Individuals with an inherited predisposition for pancreatic cancer (high-risk individuals) based on their family history or known pancreatic cancer-associated genetic mutation are at higher risk to develop pancreatic cancer.
Noninvasive precursor lesions for pancreatic cancer are more common and of a higher grade in familial pancreatic cancer patients than in patients with sporadic disease. High-grade precursor duct lesions and small early stage pancreatic cancer are the targets for screening.

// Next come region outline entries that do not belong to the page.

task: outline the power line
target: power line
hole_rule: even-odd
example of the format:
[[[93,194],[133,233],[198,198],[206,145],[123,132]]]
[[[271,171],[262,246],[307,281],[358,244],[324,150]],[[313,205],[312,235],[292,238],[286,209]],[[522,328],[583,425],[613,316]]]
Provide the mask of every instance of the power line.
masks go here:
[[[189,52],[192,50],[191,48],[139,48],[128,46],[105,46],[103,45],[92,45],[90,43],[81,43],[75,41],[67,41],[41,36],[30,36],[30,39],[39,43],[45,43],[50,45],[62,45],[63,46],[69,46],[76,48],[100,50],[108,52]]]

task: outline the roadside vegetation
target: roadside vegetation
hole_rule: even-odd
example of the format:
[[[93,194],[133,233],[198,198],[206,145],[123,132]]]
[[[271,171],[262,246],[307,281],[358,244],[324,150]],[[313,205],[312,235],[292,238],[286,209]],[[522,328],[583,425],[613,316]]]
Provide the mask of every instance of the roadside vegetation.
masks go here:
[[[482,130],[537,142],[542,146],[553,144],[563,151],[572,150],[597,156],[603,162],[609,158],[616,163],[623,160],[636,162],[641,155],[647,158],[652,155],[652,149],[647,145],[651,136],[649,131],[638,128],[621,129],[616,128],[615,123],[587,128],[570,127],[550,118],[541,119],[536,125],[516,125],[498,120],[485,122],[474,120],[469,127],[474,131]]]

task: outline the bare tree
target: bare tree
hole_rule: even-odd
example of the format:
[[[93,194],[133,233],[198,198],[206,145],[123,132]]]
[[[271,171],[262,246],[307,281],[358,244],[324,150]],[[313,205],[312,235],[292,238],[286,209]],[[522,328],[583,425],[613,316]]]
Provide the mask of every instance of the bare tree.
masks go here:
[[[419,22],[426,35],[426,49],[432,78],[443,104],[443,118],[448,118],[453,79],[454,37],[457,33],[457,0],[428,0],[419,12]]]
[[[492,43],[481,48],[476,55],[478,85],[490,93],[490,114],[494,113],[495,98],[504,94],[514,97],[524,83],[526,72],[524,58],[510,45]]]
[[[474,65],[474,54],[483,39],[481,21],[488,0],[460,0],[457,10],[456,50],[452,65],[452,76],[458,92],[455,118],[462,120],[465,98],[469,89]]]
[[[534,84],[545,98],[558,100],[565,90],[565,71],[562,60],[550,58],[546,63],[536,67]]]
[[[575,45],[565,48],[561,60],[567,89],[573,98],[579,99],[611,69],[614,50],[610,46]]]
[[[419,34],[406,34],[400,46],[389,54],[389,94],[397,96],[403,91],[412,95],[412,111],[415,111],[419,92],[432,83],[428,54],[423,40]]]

Screening should include endoscopic ultrasonography and/or MRI/magnetic resonance cholangiopancreatography, ideally in a multidisciplinary setting. Computed tomography scan can be used to further characterize a solid lesion if it is found on the screening imaging.
Surgery should be performed at centers with expertise in pancreatic surgery when there is a concerning solid lesion, cysts that are 2 cm or larger, mural nodule or solid component, or a dilated main pancreatic duct.
Footnotes
Disclosures: No relevant financial disclosures.